La situation à Mayotte est "extrêmement regrettable" et "préoccupante" en ce qui concerne l'accès à l'eau potable, mais aussi concernant les problèmes dérivés, comme l'accès à l'éducation ou la situation sanitaire. Mais l'action engagée par l'État pour répondre à ces crises en série est suffisante. Voilà en substance ce qu'a décidé le Conseil d'État dans une ordonnance datée du 26 décembre et rendue publique trois jours plus tard, le 29 décembre.
La haute instance juridique avait été saisie début décembre par deux associations, "Notre affaire à tous" et "Mayotte a soif", ainsi que par une vingtaine de personnes, après le rejet par le tribunal administratif de Mayotte d'une requête enjoignant à l'État d'aller plus loin dans sa lutte contre la crise de l'eau qui frappe la population mahoraise depuis des mois.
Les requérants demandaient par voie de justice au préfet de Mayotte, Thierry Suquet, de déclencher le plan ORSEC "eau potable" et un "plan complet d'urgence sanitaire et d'accès à l'eau". Leurs demandes avaient été rejetées en première instance. Ils s'en sont donc remis au Conseil d'État, qui a donné raison au tribunal de Mayotte.

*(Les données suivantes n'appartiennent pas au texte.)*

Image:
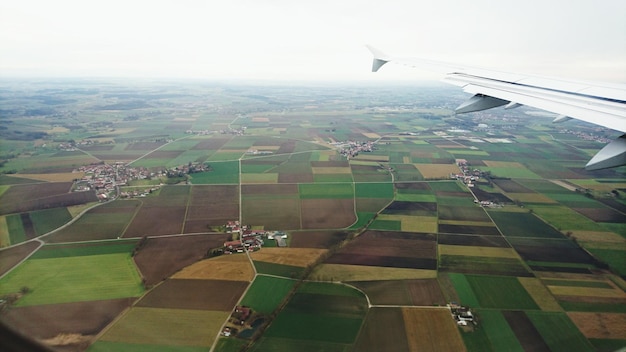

"C'est largement insuffisant", disent les associations
"Cette décision [est] décevante pour les requérant.e.s qui espéraient que l'État soit contraint à faire le nécessaire pour mettre fin aux atteintes aux droits fondamentaux", ont réagi les associations dans un communiqué après la décision du Conseil d'État.
Le tribunal, comme l'État, semblent considérer que miser sur l'arrivée rapide de la pluie constitue une mesure à la hauteur des drames quotidiens que connaissent les habitant.e.s de l'île.
"Notre affaire à tous" et "Mayotte à soif", dans un communiqué
Si les quelques gouttes qui sont tombées ces derniers jours et l'approche de la saison des pluies ont permis de desserrer légèrement l'étau sur les restrictions d'eau à Mayotte, la situation reste critique dans le département, qui vit au rythme des tours d'eau depuis plusieurs mois.
Liée à la sécheresse historique qui assèche les réservoirs de l'archipel, la crise de l'eau est aussi due à "un certain nombre de défaillances dans l'organisation et la gestion de l'eau dans ce département", reconnaît le Conseil d'État.
Mais selon lui, l'État, à travers la préfecture, a pris des mesures suffisantes pour répondre sur le court et moyen terme aux besoins en eau des Mahorais et Mahoraises : limitation d'usage de l'eau, réquisitions, importation de bouteilles de La Réunion, des îles voisines et de l'Hexagone, distribution d'eau, installation d'une unité de potabilisation...
"L'État fait des choses, mais c'est largement insuffisant", juge Emma Feyeux, chargée de campagne sur les discriminations environnementales au sein de l'association "Notre affaire à tous". Par exemple, "il y a des points de distribution de bouteilles d'eau qui sont installés sur toute l'île. Mais il y a un point de distribution de bouteilles pour 10 000 personnes environ, souligne-t-elle. C'est-à-dire que, tous les jours, 10 000 personnes doivent se rendre à un point de distribution en espérant avoir des bouteilles d'eau alors que les stocks sont eux-mêmes insuffisants. Nous, on demandait à la justice des choses assez simples, comme multiplier le nombre de points de distribution (...) pour qu'il y ait 1 000 ou 2 000 personnes par point de distribution".
La question se reposera les prochaines saisons sèches
Si des fermetures d'établissements scolaires sont à déplorer et que des alertes sanitaires concernant la qualité de l'eau ont été émises par les autorités, "elles demeurent rares et localisées", indique le Conseil d'État dans sa décision, balayant l'idée d'une défaillance générale des services de l'État.
Les associations pointent pourtant du doigt un gros défaut de coordination entre les autorités. "Le déclenchement du plan ORSEC 'eau potable', qui est un plan qui est obligatoire dans tous les départements depuis la fin de l'année 2020, mais qui n'existe pas à Mayotte (....), aurait pu apporter une réponse à ce manque de pilotage", indique Emma Feyeux.
Déboutées, les associations et la vingtaine de personnes qui espéraient mettre la pression sur le gouvernement pour prendre davantage de mesures d'urgence, n'ont désormais plus de recours possible. Mais elles espèrent que leur action permettra de mettre en avant le problème d'accès à l'eau à Mayotte mais aussi dans les autres territoires d'Outre-mer. "Sans politique de long-terme adaptée aux spécificités ultramarines, la question se reposera de façon accrue l'année prochaine et à toutes les prochaines saisons sèches", avertissent-elles.